We were seduced off the freeway by the Smoke House, a barbecue joint downtown that advertised on one of those signs that usually tout fast food places.  But when we moseyed down the main drag, we were overjoyed to see not only the perfectly preserved facades of a late-nineteenth-century small town, but the squatting black smoke-belching monster.  The Smoke House smokes its own barbecue pork and beef on the sidewalk in a big ol’ smoker:

The “French Dip” was brilliantly improved by smoked brisket and house-made BBQ sauce added immediately prior to dippin’.  A fresh but lackluster coleslaw and oddly mushy beans didn’t make me jump for joy, but the meat was good enough to ignore the sides.

And the huckleberry margarita tasted like neither huckleberry nor a margarita, but I knew they were out of season and the waiter warned me, so I forgave them.

Plus, a pint of margarita is always a good idea.  My fellow traveler’s mac-n-cheese was pretty darn good, and he enjoyed his ribs.  Plus, it was a lovely evening, the American flags and bunting were out, and there weren’t too many people out and about on the street, so we were pretty satisfied.  We were to find out later that Wallace’s downtown buildings are all on the National Register of Historic Places — yes, every single one of them.  It was a move made by the town to force the Feds to reroute I-90 (the alternative would have been to destroy the town, mofos).  The town has a history of taking on the big guns — there were plenty of skirmishes between the miners and the mine bosses in the old days, and they somehow managed to turn the old railroad tracks into miles of gorgeous hiking paths.

Even though the Smoke House on the main drag is good, the real dining pleasure is just off the highway, a place at which we decided to stop when we saw a sign advertising espresso next to a Sputnik-inspired satellite and a googie sign for the Stardust Motel.

Both the satellite and the sign belong to the Red Light Garage, a restaurant, curio shop and café that boasts fresh huckleberry ice cream.  Better yet, they have *stuff* — all kinds of memorabilia and thrift store finds, carefully cultivated and fixed up and arranged all over the old, renovated garage.  The owner, a genial man who came out and asked me about the photos I was taking of my stuffed hippo traveling companion (don’t ask), is pictured below, sitting on what used to be the car jack in the garage.

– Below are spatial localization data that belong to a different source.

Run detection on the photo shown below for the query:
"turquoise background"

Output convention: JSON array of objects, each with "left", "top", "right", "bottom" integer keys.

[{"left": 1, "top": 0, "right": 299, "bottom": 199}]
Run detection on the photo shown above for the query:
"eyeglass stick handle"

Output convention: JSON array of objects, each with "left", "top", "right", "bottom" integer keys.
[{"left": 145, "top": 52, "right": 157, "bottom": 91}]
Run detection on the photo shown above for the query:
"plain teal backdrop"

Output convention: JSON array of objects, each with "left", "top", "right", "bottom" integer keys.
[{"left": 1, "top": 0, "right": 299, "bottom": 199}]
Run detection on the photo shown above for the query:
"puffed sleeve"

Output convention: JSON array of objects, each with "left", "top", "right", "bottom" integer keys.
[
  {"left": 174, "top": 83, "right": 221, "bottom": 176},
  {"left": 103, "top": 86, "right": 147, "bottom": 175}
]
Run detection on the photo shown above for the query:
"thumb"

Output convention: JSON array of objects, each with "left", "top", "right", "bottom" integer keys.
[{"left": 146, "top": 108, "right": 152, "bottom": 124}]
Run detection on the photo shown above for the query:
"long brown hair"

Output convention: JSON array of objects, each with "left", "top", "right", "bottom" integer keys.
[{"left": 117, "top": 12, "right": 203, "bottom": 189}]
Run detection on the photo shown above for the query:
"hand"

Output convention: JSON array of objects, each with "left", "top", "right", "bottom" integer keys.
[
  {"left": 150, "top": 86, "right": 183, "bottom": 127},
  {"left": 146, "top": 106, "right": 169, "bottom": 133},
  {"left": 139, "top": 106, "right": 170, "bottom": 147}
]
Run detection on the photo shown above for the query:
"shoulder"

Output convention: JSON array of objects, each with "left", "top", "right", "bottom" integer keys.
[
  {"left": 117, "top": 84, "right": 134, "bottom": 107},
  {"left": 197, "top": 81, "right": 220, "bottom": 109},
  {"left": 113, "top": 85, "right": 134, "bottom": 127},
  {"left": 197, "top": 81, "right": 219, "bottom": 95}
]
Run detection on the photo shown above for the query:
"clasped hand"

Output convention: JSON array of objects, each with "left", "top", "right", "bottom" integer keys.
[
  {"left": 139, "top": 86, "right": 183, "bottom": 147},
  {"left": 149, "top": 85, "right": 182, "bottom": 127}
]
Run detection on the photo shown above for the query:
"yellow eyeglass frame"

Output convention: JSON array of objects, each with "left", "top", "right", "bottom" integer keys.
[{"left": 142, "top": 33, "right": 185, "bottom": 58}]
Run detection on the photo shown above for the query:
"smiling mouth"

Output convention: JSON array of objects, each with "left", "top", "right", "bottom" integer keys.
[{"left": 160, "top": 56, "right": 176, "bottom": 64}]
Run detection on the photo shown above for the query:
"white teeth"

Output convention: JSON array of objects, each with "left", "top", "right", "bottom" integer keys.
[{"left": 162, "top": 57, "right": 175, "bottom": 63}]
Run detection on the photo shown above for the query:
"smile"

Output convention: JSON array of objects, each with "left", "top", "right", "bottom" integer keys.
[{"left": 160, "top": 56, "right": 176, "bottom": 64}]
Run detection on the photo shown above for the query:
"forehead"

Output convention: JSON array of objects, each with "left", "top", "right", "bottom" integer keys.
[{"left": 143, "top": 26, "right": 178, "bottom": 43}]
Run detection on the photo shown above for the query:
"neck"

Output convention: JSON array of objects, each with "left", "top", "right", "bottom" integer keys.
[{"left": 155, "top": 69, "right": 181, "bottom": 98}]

He’s a mechanical whiz; I was astounded by all the old, renovated chandeliers in the shop, his vintage three-head shake machine (“I make 150 shakes a day in the high season with it!”) and the coin-operated pianola that was allegedly rescued from a brothel in Wisconsin.

Sadly, I missed the brothel museum and the town’s antique stores, both of which were closed by the time we got there in the evening.  But gosh, who knew a town with a population of 1000 in the middle of nowhere, Idaho, could be such fun?  We’ll be back.